La selectividad -como redundancia- selecciona a los alumnos,
criba a las alumnas, separa los garbanzos negros, limpia la paja
de las lentejas y señala con nota severa quiénes serán elegidos
para ocupar la facultad, el laboratorio y el expediente. No hay
títulos para todos/todas. Hay masificación en las aulas lo mismo
que la hay para correr el maratón de Madrid. Todo se hace a
escala mogollón en esta sociedad ansiosa. Con la selectividad
-tras la selectividad- comienza un verano de litrona y
desparpajo para tantos jóvenes, que desnudarán un frenesí
mediático por piscinas y bares de copas para celebrar el éxito o
emborrachar el fracaso. La selectividad no indica nada; sólo es
un tamiz de nombres colocados por orden alfabético. Es un (mal)
trago que debe pasar por el gaznate orgánico/psíquico de los/las
que aceptan la gris y empapelada ortodoxia del éxito social;
esto es, la que pesa la posición convencional según el número de
diplomas. Es más, según el dinero que un diploma/titulo sea
capaz de generar en su dimensión profesional.
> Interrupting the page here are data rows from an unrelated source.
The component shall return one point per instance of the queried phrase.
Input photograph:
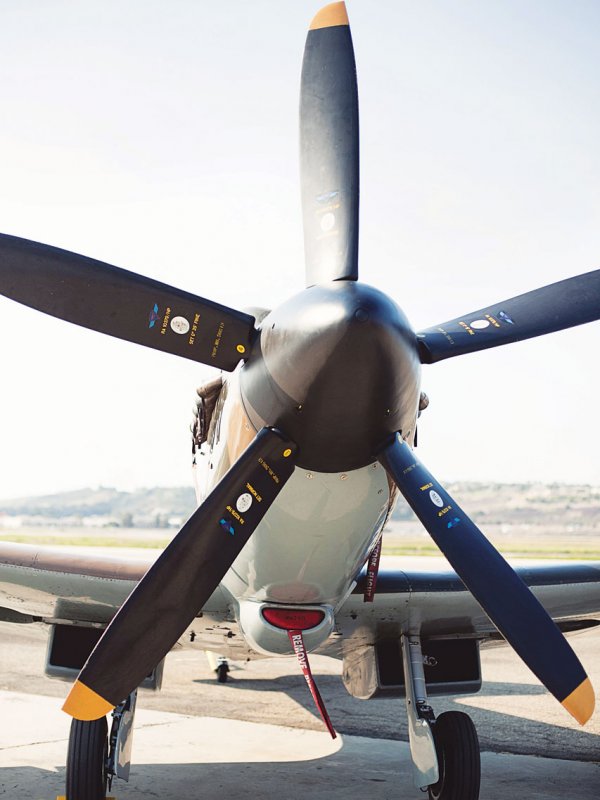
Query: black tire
(86, 760)
(459, 760)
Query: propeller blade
(502, 594)
(182, 579)
(329, 149)
(552, 308)
(123, 304)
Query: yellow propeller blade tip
(328, 16)
(83, 703)
(580, 703)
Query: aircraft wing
(50, 584)
(54, 585)
(436, 604)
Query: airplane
(303, 448)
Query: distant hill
(104, 507)
(551, 507)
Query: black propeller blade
(552, 308)
(182, 579)
(123, 304)
(329, 149)
(504, 597)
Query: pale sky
(162, 137)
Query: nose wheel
(86, 760)
(457, 748)
(444, 751)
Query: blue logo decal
(505, 318)
(226, 525)
(153, 317)
(327, 197)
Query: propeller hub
(336, 368)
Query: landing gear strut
(445, 751)
(94, 758)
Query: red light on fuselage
(297, 619)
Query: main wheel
(457, 748)
(86, 760)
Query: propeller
(111, 300)
(182, 579)
(552, 308)
(329, 149)
(504, 597)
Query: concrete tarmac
(258, 735)
(181, 756)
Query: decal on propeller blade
(227, 526)
(243, 502)
(154, 316)
(180, 325)
(435, 498)
(505, 318)
(194, 329)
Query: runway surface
(258, 736)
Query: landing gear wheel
(457, 748)
(86, 760)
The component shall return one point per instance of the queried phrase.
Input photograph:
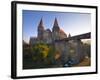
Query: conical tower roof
(55, 26)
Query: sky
(69, 22)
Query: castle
(71, 50)
(46, 35)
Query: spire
(55, 26)
(56, 22)
(41, 22)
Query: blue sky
(70, 22)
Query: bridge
(77, 37)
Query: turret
(40, 29)
(55, 26)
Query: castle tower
(40, 30)
(55, 26)
(55, 30)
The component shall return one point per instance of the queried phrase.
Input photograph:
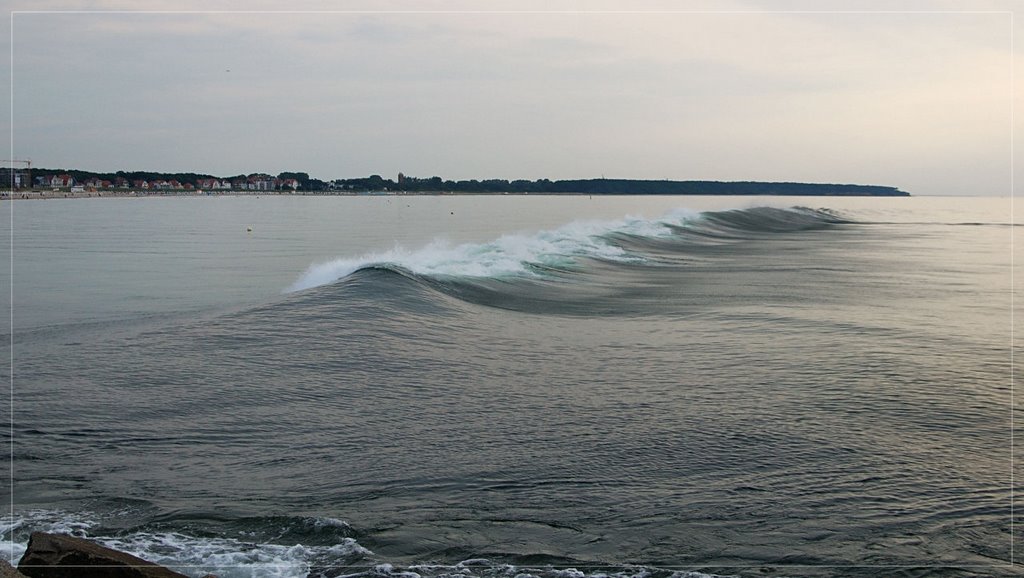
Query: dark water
(754, 390)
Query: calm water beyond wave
(481, 386)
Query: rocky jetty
(55, 555)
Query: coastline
(47, 195)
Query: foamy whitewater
(516, 386)
(509, 255)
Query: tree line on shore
(404, 183)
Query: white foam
(188, 554)
(509, 255)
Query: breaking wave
(545, 254)
(336, 555)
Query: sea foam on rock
(55, 555)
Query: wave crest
(537, 255)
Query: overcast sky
(722, 90)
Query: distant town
(25, 181)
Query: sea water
(550, 386)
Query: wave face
(576, 267)
(276, 547)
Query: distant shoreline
(46, 195)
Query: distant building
(61, 180)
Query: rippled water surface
(489, 386)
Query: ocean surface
(503, 386)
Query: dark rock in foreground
(8, 571)
(54, 555)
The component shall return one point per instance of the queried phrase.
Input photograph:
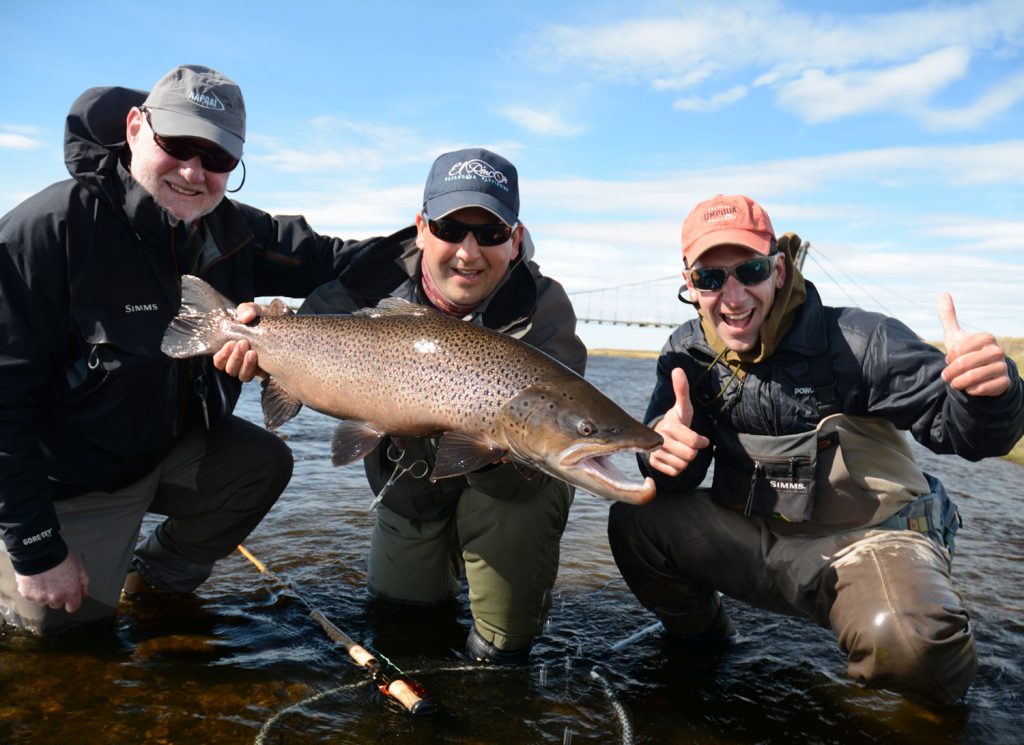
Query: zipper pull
(754, 482)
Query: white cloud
(818, 96)
(998, 99)
(719, 100)
(539, 122)
(826, 66)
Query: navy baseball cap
(473, 177)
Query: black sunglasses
(713, 278)
(213, 159)
(452, 231)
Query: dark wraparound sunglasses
(213, 159)
(452, 231)
(713, 278)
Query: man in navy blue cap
(469, 256)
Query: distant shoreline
(1014, 347)
(631, 353)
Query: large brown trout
(404, 369)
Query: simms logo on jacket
(129, 308)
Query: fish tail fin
(203, 323)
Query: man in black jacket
(468, 256)
(97, 427)
(816, 508)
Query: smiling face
(184, 188)
(466, 272)
(737, 311)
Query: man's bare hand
(62, 586)
(237, 358)
(975, 362)
(681, 443)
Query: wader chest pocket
(763, 476)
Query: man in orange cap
(817, 508)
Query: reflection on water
(243, 662)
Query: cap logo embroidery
(720, 213)
(478, 169)
(207, 100)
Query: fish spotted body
(403, 369)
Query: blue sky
(887, 134)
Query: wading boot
(480, 650)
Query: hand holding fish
(238, 358)
(62, 586)
(975, 362)
(681, 443)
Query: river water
(243, 661)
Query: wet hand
(62, 586)
(681, 443)
(237, 358)
(975, 362)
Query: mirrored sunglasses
(452, 231)
(213, 159)
(713, 278)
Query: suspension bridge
(652, 303)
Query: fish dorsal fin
(461, 452)
(395, 306)
(353, 441)
(279, 404)
(278, 307)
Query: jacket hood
(94, 137)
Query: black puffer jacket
(881, 368)
(89, 278)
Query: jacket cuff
(39, 561)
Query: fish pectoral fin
(353, 441)
(460, 452)
(394, 306)
(279, 404)
(276, 308)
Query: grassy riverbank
(1014, 347)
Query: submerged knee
(929, 658)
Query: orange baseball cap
(736, 220)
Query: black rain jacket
(89, 279)
(527, 305)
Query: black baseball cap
(196, 101)
(473, 177)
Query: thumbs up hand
(681, 443)
(975, 362)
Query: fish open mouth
(599, 474)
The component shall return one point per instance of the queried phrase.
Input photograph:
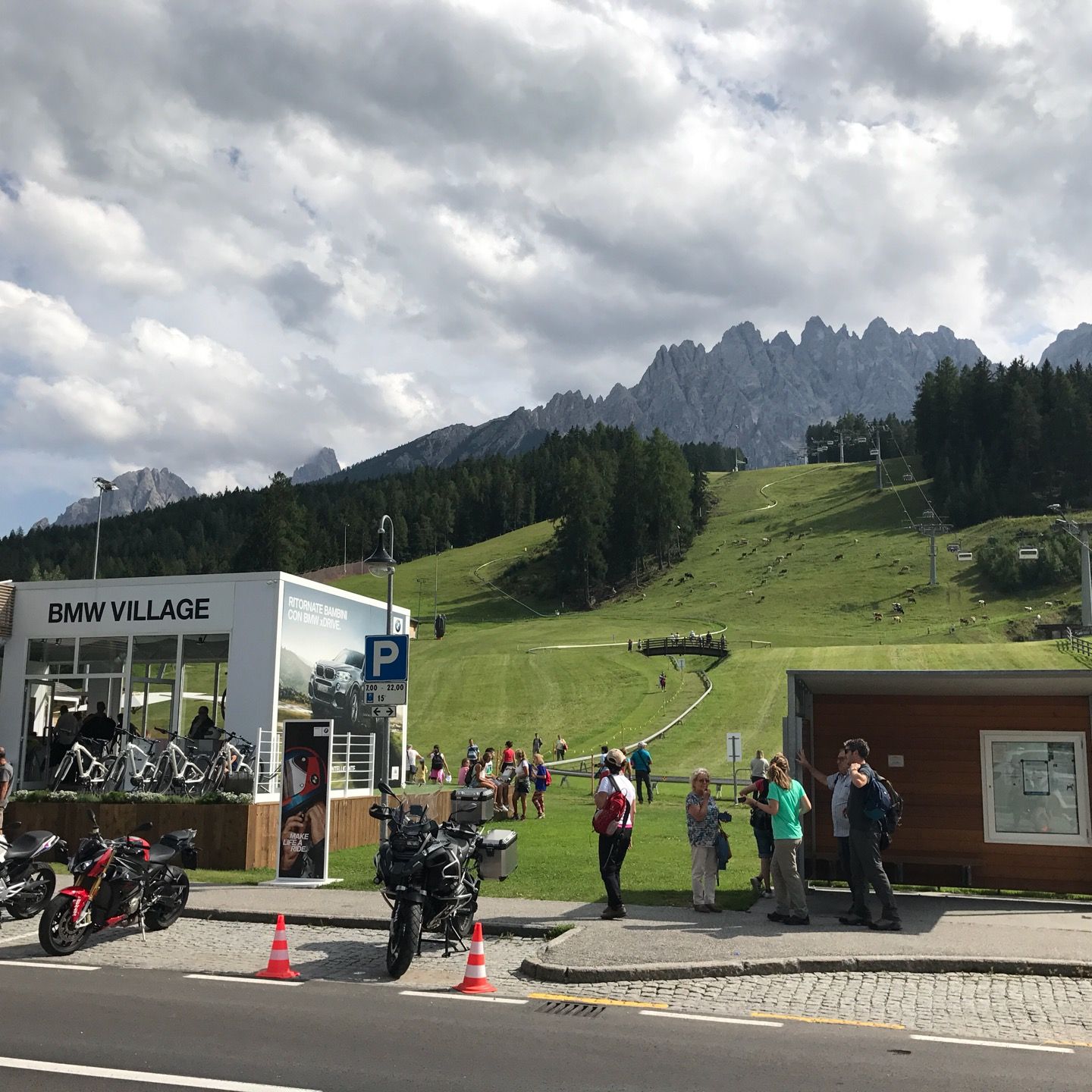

Quiere decirse que la selectividad es una angostura en el camino
hacia el teórico triunfo, una vez asumida la universidad como
una fábrica de licenciaturas, como una factoría de economistas,
psicólogos y veterinarios. Se sobrepasa como se sobrepasa un
documento «sine qua non» o una oficina siniestra para tramitar
el carné de identidad. La selectividad es una gestión, cuando el
hecho estudiantil -teóricamente vocacional- se ha convertido en
una gestión, una mera agencia de colocación, una enseñanza
profesional para dejar de sumar con los dedos y aprender a
ordenar más hábilmente los papeles.
La selectividad, entonces, da paso a otra cosa, otra etapa, otro
recodo, el derecho a un curso universitario, un horario de clase
y una silla de pala para tomar apuntes y ver pasar el tiempo,
con sus largas mañanas de lluvia y tedio y sus inmensas tardes
de tubo de ensayo y modorra. Muchos estudiantes -incluso-
harán/sobrepasarán la selectividad porque no conciben otra
manera de seguir adelante en busca del futuro o el octubre
próximo.
Mientras tanto, pasa el verano de calima existencial, a la luz
dorada del calimocho.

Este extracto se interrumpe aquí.